To obtain further evidence that cSBL only reduced the proliferation of breast cancer cells, we also measured the cell viability with the trypan blue dye exclusion assay (Figure 1C,D), since the assay counts the live and dead cells directly. All untreated control cells continued to proliferate over the experimental period; however, the proliferations of the cancer cells were impaired with cSBL treatment (Figure 1C). cSBL decreased the viability of all cancer cells significantly in a time- dependent manner. In MCF 10A, the effects of cSBL on cell growth and viability were not significant. In summary, cSBL showed concentration- and time-dependent cancer cell growth-suppressing effects. All assays showed a similar tendency, whereby MCF7 exhibited the highest, and MCF 10A exhibited the lowest sensitivity to cSBL. There were no correlations between cSBL effectiveness and the expression statuses of ER, PgR, or HER2. These results suggest that treatment with cSBL selectively leads to a cell growth inhibitory effect on breast cancer cells, regardless of the cancer cell phenotype.

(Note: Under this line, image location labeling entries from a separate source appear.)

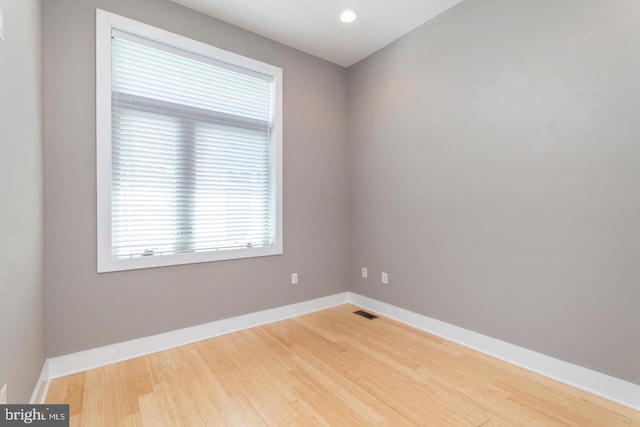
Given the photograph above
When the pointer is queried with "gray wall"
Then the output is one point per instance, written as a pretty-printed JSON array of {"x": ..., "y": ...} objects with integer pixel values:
[
  {"x": 495, "y": 174},
  {"x": 22, "y": 350},
  {"x": 86, "y": 310}
]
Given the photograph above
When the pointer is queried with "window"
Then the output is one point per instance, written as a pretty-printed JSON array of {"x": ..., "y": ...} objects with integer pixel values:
[{"x": 189, "y": 150}]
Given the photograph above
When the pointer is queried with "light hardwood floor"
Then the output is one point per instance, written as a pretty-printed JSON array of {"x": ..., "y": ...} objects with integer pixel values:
[{"x": 327, "y": 368}]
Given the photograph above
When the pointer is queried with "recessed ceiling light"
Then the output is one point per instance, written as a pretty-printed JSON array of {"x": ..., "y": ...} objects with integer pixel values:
[{"x": 348, "y": 16}]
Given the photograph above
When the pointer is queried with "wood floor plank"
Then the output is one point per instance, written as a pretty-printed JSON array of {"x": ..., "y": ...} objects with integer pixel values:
[{"x": 327, "y": 368}]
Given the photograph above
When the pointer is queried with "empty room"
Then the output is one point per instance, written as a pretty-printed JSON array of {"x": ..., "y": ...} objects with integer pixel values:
[{"x": 320, "y": 212}]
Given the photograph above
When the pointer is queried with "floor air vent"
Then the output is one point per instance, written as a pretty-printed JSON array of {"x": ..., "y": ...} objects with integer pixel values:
[{"x": 365, "y": 314}]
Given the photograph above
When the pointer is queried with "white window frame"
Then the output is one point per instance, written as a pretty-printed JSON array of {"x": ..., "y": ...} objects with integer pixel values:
[{"x": 105, "y": 23}]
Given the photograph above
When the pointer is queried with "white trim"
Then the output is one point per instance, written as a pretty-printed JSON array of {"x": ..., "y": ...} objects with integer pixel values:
[
  {"x": 608, "y": 387},
  {"x": 93, "y": 358},
  {"x": 42, "y": 387},
  {"x": 106, "y": 22}
]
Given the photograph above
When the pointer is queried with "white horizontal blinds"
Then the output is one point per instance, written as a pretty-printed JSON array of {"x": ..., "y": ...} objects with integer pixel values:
[{"x": 191, "y": 158}]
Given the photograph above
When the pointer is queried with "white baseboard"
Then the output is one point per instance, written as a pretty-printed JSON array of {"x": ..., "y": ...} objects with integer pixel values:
[
  {"x": 608, "y": 387},
  {"x": 40, "y": 392},
  {"x": 93, "y": 358}
]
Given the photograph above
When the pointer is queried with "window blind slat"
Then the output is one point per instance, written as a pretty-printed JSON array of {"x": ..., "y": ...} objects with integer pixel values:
[{"x": 191, "y": 156}]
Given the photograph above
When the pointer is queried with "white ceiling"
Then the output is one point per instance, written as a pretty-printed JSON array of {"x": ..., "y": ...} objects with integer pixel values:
[{"x": 313, "y": 26}]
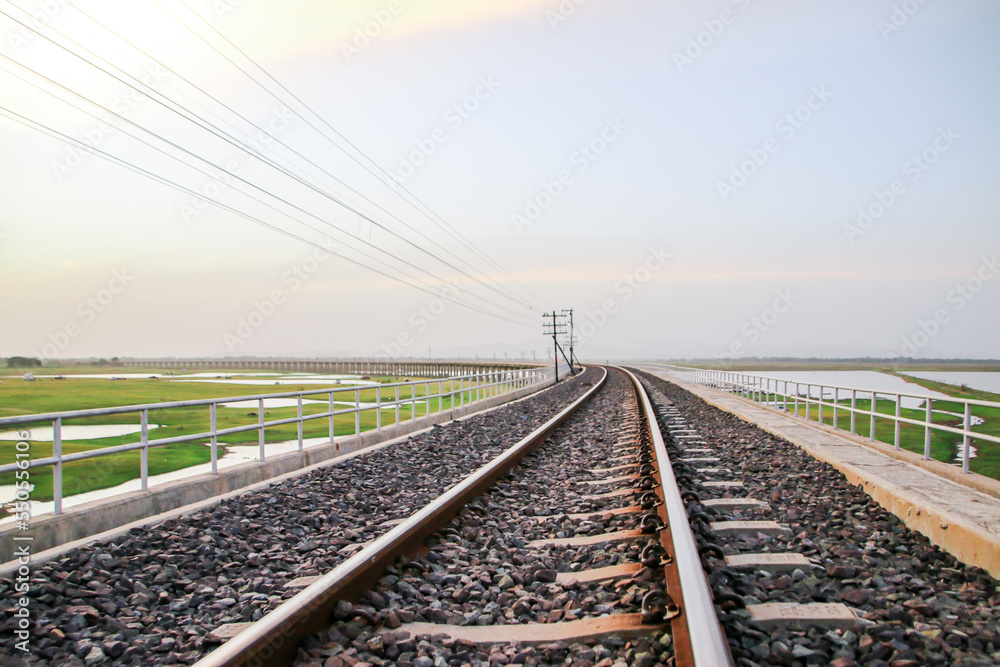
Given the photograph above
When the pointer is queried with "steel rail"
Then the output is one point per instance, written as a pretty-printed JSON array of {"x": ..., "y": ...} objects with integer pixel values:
[
  {"x": 702, "y": 641},
  {"x": 274, "y": 639}
]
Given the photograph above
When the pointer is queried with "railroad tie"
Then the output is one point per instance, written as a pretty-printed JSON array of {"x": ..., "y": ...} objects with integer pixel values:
[
  {"x": 584, "y": 629},
  {"x": 749, "y": 528},
  {"x": 593, "y": 515},
  {"x": 588, "y": 540}
]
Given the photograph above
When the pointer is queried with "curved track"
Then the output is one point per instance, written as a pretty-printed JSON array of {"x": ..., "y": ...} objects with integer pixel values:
[{"x": 532, "y": 558}]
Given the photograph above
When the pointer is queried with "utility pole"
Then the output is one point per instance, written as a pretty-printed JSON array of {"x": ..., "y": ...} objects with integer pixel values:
[
  {"x": 572, "y": 342},
  {"x": 555, "y": 329}
]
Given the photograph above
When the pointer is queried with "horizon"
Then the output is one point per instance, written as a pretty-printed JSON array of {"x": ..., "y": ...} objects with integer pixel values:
[{"x": 717, "y": 182}]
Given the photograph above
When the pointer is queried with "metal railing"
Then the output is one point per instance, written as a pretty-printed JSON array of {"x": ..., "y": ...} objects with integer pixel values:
[
  {"x": 450, "y": 393},
  {"x": 776, "y": 394}
]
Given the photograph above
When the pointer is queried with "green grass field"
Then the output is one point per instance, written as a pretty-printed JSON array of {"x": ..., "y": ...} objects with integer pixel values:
[
  {"x": 944, "y": 446},
  {"x": 18, "y": 397}
]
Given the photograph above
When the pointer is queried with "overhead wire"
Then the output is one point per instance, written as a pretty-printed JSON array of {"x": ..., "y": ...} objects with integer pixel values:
[
  {"x": 499, "y": 290},
  {"x": 394, "y": 183},
  {"x": 51, "y": 132},
  {"x": 208, "y": 127}
]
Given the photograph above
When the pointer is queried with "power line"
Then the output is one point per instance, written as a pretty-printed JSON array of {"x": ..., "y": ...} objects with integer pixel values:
[
  {"x": 202, "y": 123},
  {"x": 44, "y": 129},
  {"x": 413, "y": 199}
]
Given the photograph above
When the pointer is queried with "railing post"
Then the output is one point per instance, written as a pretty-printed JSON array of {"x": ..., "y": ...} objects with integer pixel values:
[
  {"x": 871, "y": 434},
  {"x": 928, "y": 417},
  {"x": 330, "y": 425},
  {"x": 144, "y": 452},
  {"x": 357, "y": 412},
  {"x": 899, "y": 413},
  {"x": 299, "y": 414},
  {"x": 836, "y": 402},
  {"x": 966, "y": 439},
  {"x": 57, "y": 468},
  {"x": 854, "y": 414},
  {"x": 260, "y": 427},
  {"x": 213, "y": 429},
  {"x": 822, "y": 404}
]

2.2. cSBL-Induced Apoptosis

To investigate further insight into the growth inhibitory effects of cSBL, we assayed apoptotic cell death by detecting morphological and biochemical apoptotic changes. We analyzed nuclear morphological changes by Hoechst staining. As shown in Figure 2A, similar to the effects on cell proliferation, treatment with cSBL led to the induction of chromatin condensation and nuclear collapse in breast cancer cells, whereas it had almost no pro-apoptotic effects on normal cells. Since MCF7 is a type of caspase-3 deficient cell [28], and since the pro-apoptotic effects of cSBL are mainly initiated by caspase-9 activation [29], we analyzed the cleavage of procaspase-9 as an initiative event and that of poly-(ADP-ribose) polymerase (PARP) as an executive event. Treatment with cSBL cleaved the pro-caspase-9 and PARP in breast cancer cells, although the effects were relatively low in ZR-75-1 (Figure 2B). The cleaved form of PARP was detected slightly in MCF 10A treated with cSBL, but the level was comparable with the control. Taken together, these results suggest that cSBL induces apoptotic cell death via caspase cascade activation, particularly in cancer cells. Considering that cSBL decreased viabilities as well as cell numbers of breast cancer cells (Figure 1C,D), it is suggested that cSBL causes the death of cancer cells rather than the arrest of the cell cycle, and the induction of apoptosis is responsible for the cell death.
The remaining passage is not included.